[core] Removing destroyed_actors_ cache#63551
Conversation
There was a problem hiding this comment.
Code Review
This pull request refactors the GcsActorManager to use a lightweight ActorObservabilityData structure for caching destroyed actors, replacing the previous approach of storing full GcsActor instances. This change significantly reduces memory usage by allowing heavy resources like task and lease specifications to be freed upon actor destruction. The feedback suggests further simplifying the HandleGetActorInfo method by leveraging the new GetActorTableData helper function to improve code conciseness and reuse.

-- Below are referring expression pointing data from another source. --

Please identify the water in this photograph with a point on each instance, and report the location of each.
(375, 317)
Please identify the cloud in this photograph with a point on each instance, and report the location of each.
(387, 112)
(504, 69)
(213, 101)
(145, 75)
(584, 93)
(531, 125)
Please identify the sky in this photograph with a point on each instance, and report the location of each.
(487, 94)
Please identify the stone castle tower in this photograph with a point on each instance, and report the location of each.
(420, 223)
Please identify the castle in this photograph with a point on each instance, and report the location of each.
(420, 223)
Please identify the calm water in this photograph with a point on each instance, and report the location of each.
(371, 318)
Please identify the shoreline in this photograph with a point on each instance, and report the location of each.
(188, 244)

| const auto ®istered_actor_iter = registered_actors_.find(actor_id); | ||
| GcsActor *ptr = nullptr; | ||
| if (registered_actor_iter != registered_actors_.end()) { | ||
| ptr = registered_actor_iter->second.get(); | ||
| *reply->mutable_actor_table_data() = | ||
| registered_actor_iter->second->GetActorTableData(); | ||
| } else { | ||
| const auto &destroyed_actor_iter = destroyed_actors_.find(actor_id); | ||
| if (destroyed_actor_iter != destroyed_actors_.end()) { | ||
| ptr = destroyed_actor_iter->second.get(); | ||
| const auto &observability_iter = destroyed_actor_observability_data_.find(actor_id); | ||
| if (observability_iter != destroyed_actor_observability_data_.end()) { | ||
| *reply->mutable_actor_table_data() = observability_iter->second.actor_table_data; | ||
| } | ||
| } |
There was a problem hiding this comment.
This logic for finding actor data can be simplified by using the newly introduced GetActorTableData helper function. This would improve code reuse and make the implementation more concise.

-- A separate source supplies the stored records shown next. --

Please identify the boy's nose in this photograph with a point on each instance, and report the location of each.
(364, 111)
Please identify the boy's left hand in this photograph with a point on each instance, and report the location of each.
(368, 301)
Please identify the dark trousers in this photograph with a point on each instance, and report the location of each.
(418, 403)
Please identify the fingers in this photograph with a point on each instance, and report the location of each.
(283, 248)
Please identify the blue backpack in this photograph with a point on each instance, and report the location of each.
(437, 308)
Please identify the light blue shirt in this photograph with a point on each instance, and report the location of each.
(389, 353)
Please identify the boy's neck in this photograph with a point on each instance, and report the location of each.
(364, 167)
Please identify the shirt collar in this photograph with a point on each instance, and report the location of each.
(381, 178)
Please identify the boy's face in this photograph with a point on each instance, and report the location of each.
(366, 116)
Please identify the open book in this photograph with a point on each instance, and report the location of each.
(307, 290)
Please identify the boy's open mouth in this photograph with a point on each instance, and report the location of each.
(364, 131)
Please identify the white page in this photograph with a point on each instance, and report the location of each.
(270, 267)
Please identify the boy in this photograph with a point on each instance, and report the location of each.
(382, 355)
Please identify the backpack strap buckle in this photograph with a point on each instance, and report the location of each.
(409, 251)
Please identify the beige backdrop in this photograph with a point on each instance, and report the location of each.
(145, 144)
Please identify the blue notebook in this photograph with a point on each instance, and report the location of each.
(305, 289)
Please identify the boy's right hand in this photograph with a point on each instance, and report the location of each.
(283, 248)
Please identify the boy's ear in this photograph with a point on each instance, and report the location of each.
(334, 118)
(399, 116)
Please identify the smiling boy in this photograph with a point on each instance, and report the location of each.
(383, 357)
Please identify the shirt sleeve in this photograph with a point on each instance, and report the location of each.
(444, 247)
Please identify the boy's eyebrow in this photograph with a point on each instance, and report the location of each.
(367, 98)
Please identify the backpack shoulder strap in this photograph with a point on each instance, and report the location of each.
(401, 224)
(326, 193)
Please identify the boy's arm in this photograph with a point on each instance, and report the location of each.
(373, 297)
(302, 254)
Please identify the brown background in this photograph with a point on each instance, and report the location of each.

const auto *actor_data = GetActorTableData(actor_id);
if (actor_data) {
*reply->mutable_actor_table_data() = *actor_data;
}| /// Lightweight observability snapshots of destroyed actors. Stores only | ||
| /// `ActorTableData` (not the full `GcsActor` with `task_spec_`/`lease_spec_`) | ||
| /// so that the heavy heap state is freed when `registered_actors_` releases | ||
| /// its `shared_ptr`. | ||
| absl::flat_hash_map<ActorID, ActorObservabilityData> |
There was a problem hiding this comment.
no need for the indirection with ActorObservabilityData struct, better to just make it <ActorID, ActorTableData>
the name of the map and list already convey that they're for observability only
| actor_state_counter_->Increment( | ||
| {rpc::ActorTableData::DEAD, actor_table_data.class_name()}); |
There was a problem hiding this comment.
was this previously done inside of the GcsActor constructor?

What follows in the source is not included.